'Morning Joe' Condemns Minn. Restaurant's Min. Wage Fee as 'Revenge Tactic'

August 8th, 2014 11:15 AM

Friday’s Morning Joe panel made sure to express how it was “disappointed” that a Minnesota restaurant had the audacity to put a “minimum wage fee” on its receipts after the state hiked the wage requirement. While Joe Scarborough acknowledged that “it's hard” for “small business owners running restaurants” he had no sympathy for the restaurant, which had received shocking blowback from its customers for simply specifying why it increased the bill by 35 cents.

The former congressman and MSNBC host, who reportedly earns $99,038 a week for his morning show, stated that he “understand(s) the difficulty of any extra burden” an increase in minimum wage exerts on small businesses. However, he concluded that “with the minimum wage as low as it historically is, you may not want to advertise your contempt for raising it a little bit on the bill.” [See video below. Click here for MP3 audio]

Thomas Roberts of Way Too Early agreed that “slapping a 35-cent minimum wage fee on all the customer tabs” and putting it “right there on your bill” “seems like it's a revenge tactic.” While Roberts did admit that “they were honest about putting it out there and not making it something that they were hiding from people” and that “people have a right to their own reaction to it,” he concluded that “it isn't a good PR move for Oasis out there.”

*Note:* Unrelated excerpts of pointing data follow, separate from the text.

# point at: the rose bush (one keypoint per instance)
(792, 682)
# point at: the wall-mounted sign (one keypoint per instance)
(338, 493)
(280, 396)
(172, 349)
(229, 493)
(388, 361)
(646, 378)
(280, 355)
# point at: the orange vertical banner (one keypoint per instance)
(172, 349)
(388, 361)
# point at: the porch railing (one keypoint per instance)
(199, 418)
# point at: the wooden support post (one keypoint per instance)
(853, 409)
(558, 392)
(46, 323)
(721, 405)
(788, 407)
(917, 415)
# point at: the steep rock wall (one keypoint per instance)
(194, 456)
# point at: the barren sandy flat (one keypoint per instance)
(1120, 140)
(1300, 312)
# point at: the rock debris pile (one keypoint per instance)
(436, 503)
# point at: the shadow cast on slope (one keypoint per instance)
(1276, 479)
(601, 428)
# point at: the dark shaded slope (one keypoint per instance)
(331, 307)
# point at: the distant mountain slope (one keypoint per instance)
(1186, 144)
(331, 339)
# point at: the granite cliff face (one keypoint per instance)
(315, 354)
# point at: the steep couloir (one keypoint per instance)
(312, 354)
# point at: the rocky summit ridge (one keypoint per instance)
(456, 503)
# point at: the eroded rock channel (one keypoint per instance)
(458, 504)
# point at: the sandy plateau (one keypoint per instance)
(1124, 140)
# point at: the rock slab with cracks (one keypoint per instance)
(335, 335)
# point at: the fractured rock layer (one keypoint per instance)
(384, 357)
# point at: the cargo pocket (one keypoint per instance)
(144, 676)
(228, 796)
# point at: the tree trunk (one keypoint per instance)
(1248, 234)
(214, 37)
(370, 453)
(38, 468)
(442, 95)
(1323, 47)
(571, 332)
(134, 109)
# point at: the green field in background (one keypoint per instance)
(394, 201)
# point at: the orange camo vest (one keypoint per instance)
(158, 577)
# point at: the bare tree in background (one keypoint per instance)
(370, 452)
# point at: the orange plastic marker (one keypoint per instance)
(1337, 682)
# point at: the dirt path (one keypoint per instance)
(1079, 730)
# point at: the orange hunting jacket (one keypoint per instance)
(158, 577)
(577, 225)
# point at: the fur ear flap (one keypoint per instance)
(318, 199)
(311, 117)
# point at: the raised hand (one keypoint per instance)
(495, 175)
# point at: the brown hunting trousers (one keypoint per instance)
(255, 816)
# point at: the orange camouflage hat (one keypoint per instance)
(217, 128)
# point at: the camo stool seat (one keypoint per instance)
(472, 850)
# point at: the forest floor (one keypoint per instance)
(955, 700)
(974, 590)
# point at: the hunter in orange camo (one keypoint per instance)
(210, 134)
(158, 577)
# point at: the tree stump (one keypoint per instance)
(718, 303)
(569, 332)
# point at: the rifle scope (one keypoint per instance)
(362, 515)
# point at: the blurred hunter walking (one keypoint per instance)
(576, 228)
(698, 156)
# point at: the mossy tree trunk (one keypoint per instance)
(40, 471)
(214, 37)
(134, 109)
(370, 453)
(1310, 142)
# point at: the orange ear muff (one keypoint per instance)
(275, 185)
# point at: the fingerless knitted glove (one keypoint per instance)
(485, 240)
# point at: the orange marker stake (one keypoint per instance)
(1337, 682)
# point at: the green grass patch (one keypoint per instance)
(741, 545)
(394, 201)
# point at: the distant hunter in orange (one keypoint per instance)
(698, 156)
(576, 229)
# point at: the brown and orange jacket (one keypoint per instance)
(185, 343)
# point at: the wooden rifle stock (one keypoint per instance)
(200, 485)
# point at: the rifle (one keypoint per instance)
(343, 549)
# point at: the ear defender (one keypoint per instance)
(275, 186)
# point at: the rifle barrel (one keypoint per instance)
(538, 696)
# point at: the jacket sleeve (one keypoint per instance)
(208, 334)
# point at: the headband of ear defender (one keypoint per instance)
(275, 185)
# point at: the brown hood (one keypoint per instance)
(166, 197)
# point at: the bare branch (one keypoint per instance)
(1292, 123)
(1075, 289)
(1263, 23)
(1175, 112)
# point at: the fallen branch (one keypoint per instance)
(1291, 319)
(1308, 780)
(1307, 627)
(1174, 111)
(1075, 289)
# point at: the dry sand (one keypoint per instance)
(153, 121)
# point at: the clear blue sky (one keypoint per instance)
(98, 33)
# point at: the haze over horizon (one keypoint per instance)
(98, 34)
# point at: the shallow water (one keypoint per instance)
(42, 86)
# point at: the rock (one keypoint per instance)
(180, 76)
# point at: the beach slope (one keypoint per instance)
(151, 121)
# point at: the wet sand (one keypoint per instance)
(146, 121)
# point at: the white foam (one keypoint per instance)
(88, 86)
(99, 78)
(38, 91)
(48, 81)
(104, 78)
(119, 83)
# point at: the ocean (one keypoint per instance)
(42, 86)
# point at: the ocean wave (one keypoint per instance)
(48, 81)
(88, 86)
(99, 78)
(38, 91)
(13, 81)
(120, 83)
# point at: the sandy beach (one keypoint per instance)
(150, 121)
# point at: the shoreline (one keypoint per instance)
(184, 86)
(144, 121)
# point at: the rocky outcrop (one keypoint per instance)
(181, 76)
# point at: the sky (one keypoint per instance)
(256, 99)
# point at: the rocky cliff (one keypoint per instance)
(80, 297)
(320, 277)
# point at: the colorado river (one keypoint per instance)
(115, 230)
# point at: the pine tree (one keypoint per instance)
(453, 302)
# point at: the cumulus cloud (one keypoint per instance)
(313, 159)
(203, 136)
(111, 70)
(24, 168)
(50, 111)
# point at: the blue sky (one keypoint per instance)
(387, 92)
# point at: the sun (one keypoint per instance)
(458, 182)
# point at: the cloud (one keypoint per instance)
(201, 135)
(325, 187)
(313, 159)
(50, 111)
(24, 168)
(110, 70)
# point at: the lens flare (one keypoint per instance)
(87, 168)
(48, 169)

Of course, by slamming the restaurant on the show by name, MSNBC is doing its best to ensure that it really is a bad “PR move” for the Oasis Café. Apparently, increasing prices to combat a mandatory increase in wages is acceptable, but blaming the increase on liberal economic policy is not.

See transcript below:

MSNBC
Morning Joe
August 8, 2014
8:52 a.m. Eastern
1 minute and 49 seconds

       
THOMAS ROBERTS: This is a really interesting talk that’s coming out of Minnesota where a restaurant there is coming under fire for the way that it's protesting the minimum wage hike there. The new minimum wage went up by 75 cents, Oasis Cafe in Stillwater has started slapping a 35-cent minimum wage fee on all the customer tabs and they put it right there on your bill. It's in response to the new $8 an hour minimum wage which took effect last week, the first increase in the state since 2009. So one person wrote on Facebook, “Shame on your protest over a small increase in pay required by law. Hopefully customers will not continue to patronize your cheapskate establishment. I heard the food isn’t that good anyway” Another comment read “$8 for a bacon cheeseburger and you can't pay your employees a decent wage? You ought to be ashamed of yourself.” A manager said that it's “appalled at the response for just protecting its employees.” So they're passing it on. They’re not raising the food prices, apparently, but they put the surcharge of 35 cents right there on the bill for everybody to see.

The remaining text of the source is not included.